The Lie Lie algebra

TL;DR

This paper advances the understanding of Kontsevich's Lie algebra by computing the rank 3 abelianization, revealing connections to modular forms and implications for the homology of SL(3,Z).

Contribution

It provides a partial computation of the rank 3 abelianization of Kontsevich's Lie algebra, linking it to modular forms and conjectures in twisted homology.

Findings

Identified many irreducible SP-representations in the rank 3 abelianization.

Connected the abelianization to spaces of modular forms.

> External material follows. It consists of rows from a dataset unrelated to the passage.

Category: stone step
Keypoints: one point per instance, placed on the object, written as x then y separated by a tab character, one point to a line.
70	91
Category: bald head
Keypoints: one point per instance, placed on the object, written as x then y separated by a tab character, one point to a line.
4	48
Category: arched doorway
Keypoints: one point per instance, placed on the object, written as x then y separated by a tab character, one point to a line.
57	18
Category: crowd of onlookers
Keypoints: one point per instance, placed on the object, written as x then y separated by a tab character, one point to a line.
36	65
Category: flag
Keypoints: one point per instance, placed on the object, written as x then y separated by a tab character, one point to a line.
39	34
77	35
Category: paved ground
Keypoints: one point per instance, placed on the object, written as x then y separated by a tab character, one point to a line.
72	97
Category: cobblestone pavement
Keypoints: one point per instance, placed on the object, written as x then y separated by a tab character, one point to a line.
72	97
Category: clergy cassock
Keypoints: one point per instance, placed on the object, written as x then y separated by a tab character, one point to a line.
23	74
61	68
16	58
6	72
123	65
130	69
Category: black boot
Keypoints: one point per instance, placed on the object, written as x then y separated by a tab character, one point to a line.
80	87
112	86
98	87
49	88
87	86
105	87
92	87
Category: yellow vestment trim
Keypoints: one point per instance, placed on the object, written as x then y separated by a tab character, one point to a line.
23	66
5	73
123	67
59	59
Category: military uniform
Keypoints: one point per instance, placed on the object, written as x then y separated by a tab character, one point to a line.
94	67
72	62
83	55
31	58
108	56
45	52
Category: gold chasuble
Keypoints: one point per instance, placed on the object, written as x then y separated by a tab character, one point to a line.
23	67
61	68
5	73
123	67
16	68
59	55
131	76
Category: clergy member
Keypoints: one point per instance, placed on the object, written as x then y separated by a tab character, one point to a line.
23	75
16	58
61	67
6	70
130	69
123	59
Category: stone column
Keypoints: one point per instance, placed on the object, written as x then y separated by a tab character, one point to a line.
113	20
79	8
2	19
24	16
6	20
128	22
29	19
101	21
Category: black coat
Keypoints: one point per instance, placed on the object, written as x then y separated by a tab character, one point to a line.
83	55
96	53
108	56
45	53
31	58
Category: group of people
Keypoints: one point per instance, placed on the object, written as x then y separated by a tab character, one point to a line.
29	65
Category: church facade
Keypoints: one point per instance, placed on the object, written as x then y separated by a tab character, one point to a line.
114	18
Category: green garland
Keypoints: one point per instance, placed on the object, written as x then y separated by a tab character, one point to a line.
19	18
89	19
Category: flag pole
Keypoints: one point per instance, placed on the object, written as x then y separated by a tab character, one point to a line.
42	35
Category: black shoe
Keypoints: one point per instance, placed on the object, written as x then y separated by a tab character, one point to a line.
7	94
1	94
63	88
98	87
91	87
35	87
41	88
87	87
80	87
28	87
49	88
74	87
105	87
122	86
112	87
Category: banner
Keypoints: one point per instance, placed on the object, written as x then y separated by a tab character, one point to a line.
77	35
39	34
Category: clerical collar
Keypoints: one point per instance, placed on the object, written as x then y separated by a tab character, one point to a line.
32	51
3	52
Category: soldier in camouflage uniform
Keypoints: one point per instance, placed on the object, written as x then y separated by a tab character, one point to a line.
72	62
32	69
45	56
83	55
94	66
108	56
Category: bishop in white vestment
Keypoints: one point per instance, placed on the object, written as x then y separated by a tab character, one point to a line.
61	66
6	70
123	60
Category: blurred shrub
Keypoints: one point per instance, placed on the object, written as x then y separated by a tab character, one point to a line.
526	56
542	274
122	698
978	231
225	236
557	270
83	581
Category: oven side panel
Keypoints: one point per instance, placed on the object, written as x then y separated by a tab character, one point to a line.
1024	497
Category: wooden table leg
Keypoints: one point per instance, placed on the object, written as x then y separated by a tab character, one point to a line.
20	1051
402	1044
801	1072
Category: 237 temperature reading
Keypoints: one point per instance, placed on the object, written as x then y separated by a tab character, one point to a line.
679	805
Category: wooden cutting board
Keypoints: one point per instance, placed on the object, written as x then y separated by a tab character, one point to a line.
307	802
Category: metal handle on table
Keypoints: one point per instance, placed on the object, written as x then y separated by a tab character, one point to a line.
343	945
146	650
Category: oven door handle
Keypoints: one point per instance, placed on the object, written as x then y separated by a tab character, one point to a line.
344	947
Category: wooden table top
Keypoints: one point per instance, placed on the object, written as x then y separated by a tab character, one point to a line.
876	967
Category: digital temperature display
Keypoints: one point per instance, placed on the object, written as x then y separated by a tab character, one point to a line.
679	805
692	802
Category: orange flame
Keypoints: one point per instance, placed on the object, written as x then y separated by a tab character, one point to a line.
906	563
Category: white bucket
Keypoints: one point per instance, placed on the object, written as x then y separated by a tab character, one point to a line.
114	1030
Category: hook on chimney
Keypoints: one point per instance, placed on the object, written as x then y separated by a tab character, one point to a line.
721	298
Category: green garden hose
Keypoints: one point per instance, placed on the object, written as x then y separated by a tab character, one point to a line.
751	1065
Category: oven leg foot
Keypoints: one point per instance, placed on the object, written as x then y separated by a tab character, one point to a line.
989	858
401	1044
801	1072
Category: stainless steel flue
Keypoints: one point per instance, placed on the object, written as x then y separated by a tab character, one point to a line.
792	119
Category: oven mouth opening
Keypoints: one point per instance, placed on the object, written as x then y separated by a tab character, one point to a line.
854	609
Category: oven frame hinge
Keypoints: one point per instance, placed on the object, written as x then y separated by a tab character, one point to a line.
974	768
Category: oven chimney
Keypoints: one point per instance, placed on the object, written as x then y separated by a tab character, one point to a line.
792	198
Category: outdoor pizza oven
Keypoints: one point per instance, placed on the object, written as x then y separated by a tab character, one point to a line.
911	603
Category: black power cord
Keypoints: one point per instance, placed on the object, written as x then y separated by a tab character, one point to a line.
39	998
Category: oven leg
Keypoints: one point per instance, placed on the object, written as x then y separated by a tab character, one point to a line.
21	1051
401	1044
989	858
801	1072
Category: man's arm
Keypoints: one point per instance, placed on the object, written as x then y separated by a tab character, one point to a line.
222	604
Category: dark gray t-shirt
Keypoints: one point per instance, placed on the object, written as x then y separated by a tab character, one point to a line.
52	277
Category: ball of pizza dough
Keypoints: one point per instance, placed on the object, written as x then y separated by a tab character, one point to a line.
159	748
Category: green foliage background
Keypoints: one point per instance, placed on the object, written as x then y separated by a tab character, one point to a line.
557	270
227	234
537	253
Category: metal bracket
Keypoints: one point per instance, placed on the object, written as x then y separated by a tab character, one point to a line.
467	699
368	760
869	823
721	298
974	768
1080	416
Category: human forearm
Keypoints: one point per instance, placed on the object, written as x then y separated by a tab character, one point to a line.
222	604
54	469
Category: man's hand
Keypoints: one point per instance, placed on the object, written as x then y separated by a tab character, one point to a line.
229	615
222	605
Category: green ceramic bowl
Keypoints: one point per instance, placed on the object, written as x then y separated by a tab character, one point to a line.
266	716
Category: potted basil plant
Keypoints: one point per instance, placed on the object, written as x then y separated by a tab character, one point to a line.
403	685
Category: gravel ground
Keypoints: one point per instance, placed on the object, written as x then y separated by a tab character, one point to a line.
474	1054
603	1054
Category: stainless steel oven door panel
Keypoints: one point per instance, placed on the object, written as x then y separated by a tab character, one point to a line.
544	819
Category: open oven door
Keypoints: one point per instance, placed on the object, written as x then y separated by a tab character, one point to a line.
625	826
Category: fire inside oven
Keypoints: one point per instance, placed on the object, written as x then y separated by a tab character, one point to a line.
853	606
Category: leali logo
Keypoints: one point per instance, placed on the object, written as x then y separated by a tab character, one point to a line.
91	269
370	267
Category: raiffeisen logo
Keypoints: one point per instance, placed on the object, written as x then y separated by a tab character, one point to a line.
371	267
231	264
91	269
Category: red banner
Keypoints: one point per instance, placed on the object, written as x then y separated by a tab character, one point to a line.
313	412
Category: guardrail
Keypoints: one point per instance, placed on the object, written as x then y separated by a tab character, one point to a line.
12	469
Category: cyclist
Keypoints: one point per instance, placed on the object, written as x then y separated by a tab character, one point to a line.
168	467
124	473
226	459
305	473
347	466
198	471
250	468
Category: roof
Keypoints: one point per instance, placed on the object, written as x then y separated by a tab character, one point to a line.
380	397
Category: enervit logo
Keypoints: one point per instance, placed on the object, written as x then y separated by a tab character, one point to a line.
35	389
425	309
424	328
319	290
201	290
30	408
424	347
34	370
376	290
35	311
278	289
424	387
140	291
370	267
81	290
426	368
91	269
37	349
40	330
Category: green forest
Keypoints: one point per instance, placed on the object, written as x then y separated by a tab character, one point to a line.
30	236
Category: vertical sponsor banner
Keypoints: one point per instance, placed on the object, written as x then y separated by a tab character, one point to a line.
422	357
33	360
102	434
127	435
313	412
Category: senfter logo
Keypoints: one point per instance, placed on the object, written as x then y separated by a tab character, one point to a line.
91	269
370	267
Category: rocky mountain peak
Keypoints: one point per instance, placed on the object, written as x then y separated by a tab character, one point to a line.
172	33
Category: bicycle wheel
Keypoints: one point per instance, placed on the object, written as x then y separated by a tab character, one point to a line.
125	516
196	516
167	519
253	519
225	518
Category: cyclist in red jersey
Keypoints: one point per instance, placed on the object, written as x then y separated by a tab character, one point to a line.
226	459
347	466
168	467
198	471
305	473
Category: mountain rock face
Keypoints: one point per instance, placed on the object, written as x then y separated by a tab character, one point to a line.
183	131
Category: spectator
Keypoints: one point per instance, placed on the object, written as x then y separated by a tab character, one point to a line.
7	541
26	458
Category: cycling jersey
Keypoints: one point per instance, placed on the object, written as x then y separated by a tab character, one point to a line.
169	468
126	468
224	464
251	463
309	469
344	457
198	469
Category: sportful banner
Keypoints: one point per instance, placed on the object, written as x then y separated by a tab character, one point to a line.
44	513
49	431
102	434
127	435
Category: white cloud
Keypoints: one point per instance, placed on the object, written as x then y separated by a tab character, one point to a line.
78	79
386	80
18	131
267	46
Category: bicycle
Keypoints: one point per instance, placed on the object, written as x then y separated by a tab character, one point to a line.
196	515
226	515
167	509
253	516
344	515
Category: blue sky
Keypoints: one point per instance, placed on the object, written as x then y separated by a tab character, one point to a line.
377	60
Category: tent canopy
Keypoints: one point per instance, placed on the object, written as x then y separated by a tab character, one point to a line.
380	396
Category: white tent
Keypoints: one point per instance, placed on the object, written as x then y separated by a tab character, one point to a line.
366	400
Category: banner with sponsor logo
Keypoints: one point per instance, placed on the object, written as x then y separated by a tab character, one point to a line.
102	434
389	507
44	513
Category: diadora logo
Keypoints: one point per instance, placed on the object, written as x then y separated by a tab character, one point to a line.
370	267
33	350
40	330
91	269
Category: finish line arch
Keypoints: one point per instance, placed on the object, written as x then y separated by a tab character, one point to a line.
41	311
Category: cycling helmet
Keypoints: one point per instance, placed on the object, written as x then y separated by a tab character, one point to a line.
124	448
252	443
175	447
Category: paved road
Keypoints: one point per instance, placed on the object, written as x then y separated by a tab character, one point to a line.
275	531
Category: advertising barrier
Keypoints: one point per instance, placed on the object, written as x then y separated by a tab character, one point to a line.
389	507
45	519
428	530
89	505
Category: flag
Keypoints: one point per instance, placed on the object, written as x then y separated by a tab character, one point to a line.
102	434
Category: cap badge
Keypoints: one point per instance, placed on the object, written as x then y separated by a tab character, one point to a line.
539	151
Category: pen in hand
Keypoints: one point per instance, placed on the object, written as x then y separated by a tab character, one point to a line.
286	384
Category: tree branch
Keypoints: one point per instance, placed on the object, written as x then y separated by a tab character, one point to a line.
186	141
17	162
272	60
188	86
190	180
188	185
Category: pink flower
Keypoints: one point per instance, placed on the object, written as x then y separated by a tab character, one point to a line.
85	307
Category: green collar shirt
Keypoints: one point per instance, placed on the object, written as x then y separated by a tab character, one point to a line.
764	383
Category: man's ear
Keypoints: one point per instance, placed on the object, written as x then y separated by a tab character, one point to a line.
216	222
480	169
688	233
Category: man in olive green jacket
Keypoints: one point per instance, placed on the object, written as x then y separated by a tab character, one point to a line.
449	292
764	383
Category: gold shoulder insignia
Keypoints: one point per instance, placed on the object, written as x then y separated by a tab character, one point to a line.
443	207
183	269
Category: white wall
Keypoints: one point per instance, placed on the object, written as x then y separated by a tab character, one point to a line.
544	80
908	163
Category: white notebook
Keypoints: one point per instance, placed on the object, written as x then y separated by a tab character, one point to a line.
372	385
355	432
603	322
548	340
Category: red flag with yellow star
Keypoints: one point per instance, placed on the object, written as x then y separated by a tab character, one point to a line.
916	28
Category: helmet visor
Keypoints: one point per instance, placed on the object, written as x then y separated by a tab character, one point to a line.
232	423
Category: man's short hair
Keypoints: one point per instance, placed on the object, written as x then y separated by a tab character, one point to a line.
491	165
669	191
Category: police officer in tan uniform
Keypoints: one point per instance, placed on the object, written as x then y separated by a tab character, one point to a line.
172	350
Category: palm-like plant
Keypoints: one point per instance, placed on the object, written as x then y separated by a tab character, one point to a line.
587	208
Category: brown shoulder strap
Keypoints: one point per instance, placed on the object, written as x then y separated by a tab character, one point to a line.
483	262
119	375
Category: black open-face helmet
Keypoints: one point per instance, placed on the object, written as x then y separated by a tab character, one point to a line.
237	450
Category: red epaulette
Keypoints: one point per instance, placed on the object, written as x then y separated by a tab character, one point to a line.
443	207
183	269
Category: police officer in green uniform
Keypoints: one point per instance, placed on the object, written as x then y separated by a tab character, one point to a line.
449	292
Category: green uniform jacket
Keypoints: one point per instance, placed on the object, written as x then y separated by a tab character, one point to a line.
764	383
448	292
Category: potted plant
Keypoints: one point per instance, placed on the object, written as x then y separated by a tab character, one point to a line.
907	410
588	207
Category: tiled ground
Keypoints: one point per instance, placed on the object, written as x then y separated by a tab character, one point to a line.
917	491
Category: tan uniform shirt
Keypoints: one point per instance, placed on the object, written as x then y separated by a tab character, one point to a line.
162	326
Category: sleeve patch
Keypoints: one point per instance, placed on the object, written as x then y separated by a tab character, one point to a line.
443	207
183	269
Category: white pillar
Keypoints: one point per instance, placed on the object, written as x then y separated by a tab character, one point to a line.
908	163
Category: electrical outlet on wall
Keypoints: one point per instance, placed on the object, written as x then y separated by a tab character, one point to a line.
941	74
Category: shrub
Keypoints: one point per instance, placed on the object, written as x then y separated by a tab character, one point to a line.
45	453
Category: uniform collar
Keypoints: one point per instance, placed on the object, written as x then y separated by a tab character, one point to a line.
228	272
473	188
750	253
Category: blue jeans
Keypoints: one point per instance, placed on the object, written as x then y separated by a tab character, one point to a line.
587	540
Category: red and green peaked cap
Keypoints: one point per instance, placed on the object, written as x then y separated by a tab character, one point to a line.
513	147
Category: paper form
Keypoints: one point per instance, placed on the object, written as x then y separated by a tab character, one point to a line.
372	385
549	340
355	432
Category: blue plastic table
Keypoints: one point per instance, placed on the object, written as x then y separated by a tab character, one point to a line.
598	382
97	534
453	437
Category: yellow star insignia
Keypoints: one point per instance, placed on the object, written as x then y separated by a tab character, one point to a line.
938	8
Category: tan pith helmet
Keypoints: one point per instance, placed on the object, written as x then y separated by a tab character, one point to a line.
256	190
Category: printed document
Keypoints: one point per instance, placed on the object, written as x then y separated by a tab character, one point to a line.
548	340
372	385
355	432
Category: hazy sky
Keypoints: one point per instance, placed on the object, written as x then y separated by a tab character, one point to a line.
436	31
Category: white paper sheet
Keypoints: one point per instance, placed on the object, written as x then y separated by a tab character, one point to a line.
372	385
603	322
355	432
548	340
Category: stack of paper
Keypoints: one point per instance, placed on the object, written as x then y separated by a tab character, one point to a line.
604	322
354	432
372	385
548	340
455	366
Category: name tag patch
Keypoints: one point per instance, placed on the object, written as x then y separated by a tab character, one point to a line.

Implications for the twisted homology of SL(3,Z) in even degrees.

Abstract

We study the abelianization of Kontsevich's Lie algebra associated with the Lie operad and some related problems. Calculating the abelianization is a long-standing unsolved problem, which is important in at least two different contexts: constructing cohomology classes in $H^k(\mathrm{Out}(F_r);\mathbb Q)$ and related groups as well as studying the higher order Johnson homomorphism of surfaces with boundary. The abelianization carries a grading by "rank," with previous work of Morita and Conant-Kassabov-Vogtmann computing it up to rank $2$. This paper presents a partial computation of the rank $3$ part of the abelianization, finding lots of irreducible $\mathrm{SP}$-representations with multiplicities given by spaces of modular forms. Existing conjectures in the literature on the twisted homology of $\mathrm{SL}_3(\mathbb Z)$ imply that this gives a full account of the rank $3$ part of the abelianization in even degrees.